A defesa do ex-diretor de Operações da Rio 2016 também negou as acusações, destacando que Cabral não apresenta provas. "Ficou claro que Sérgio Cabral falta com a verdade e não apresenta qualquer prova de seus relatos, mantendo-se íntegra a prova produzida na instrução criminal que isenta Leonardo Gryner de qualquer responsabilidade! Se houve compra de votos, Leonardo não participou!", diz comunicado de sua defesa.
Lamine Diack e seu filho Papa Massata Diack --apontado como responsável por operacionalizar o pagamento de propinas-- sempre negaram as acusações. Em entrevista ao jornal americano The New York Times, em 2017, Papa negou as acusações. Segundo ele, seu pai votou na candidatura de Tóquio, uma das três cidades adversárias do Rio. "Quem quer que diga o contrário está mentindo."

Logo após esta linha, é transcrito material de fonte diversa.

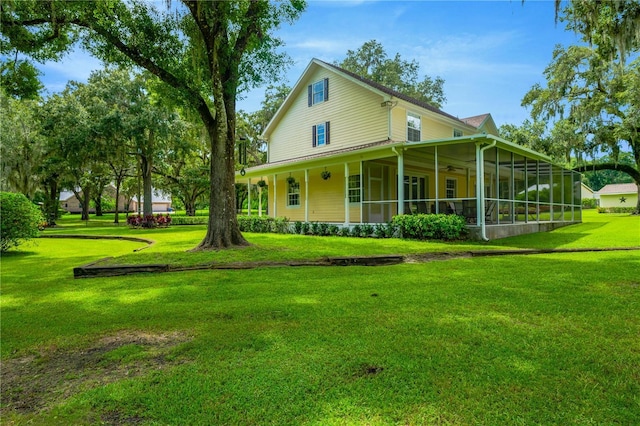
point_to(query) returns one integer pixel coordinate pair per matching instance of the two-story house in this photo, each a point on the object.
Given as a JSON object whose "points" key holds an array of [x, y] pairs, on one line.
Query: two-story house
{"points": [[344, 149]]}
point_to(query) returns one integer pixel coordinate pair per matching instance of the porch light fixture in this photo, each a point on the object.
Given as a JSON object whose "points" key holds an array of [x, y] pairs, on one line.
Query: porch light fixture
{"points": [[325, 174]]}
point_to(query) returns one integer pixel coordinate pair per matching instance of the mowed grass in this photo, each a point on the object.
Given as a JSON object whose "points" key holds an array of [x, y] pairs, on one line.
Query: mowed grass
{"points": [[536, 339], [173, 244]]}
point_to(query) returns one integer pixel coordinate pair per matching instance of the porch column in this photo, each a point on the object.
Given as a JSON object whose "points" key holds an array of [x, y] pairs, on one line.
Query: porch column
{"points": [[249, 197], [306, 195], [435, 159], [361, 190], [275, 196], [346, 194], [479, 186], [400, 155]]}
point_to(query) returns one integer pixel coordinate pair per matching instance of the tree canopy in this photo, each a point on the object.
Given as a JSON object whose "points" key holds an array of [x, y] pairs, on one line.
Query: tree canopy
{"points": [[592, 92], [371, 61], [205, 51]]}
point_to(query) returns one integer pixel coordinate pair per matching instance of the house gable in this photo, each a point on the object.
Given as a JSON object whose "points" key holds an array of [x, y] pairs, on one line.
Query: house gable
{"points": [[356, 112], [351, 115]]}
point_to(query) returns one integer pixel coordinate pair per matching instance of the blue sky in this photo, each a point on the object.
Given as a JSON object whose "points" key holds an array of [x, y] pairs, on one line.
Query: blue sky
{"points": [[489, 53]]}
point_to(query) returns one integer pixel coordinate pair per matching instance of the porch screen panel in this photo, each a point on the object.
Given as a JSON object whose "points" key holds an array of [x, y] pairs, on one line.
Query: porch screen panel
{"points": [[577, 196], [567, 186], [491, 185], [544, 190], [520, 188], [556, 193], [505, 176], [532, 188]]}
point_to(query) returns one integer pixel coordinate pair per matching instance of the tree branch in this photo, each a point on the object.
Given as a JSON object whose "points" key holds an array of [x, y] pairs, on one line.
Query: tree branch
{"points": [[635, 174]]}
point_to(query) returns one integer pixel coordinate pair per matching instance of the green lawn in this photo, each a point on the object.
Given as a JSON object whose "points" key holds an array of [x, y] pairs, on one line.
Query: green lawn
{"points": [[537, 339]]}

Desde fevereiro, Cabral tem mudado a linha de defesa
Preso desde novembro de 2016 e condenado a 198 anos e seis meses de prisão em processos derivados da Lava Jato, Cabral foi denunciado 29 vezes. Ele trocou a sua defesa em dezembro. Antes, ele assumia o caixa 2 em campanhas, mas jamais falava em corrupção. Após a troca de advogados, mudou a estratégia.
Em fevereiro, Cabral admitiu pela primeira vez o recebimento de propina durante seus dois mandatos e apontou o ex-governador Luiz Fernando Pezão (MDB) como recebedor de valores indevidos.
Em abril, também em depoimento a Bretas, chegou a pedir desculpas à população pelos esquemas de corrupção e citou ao menos seis políticos que teriam participado de negociatas. "A fronteira entre o legítimo e o ilegítimo vai se perdendo, você vai fragilizando os seus conceitos éticos, de regras e princípios", afirmou ele.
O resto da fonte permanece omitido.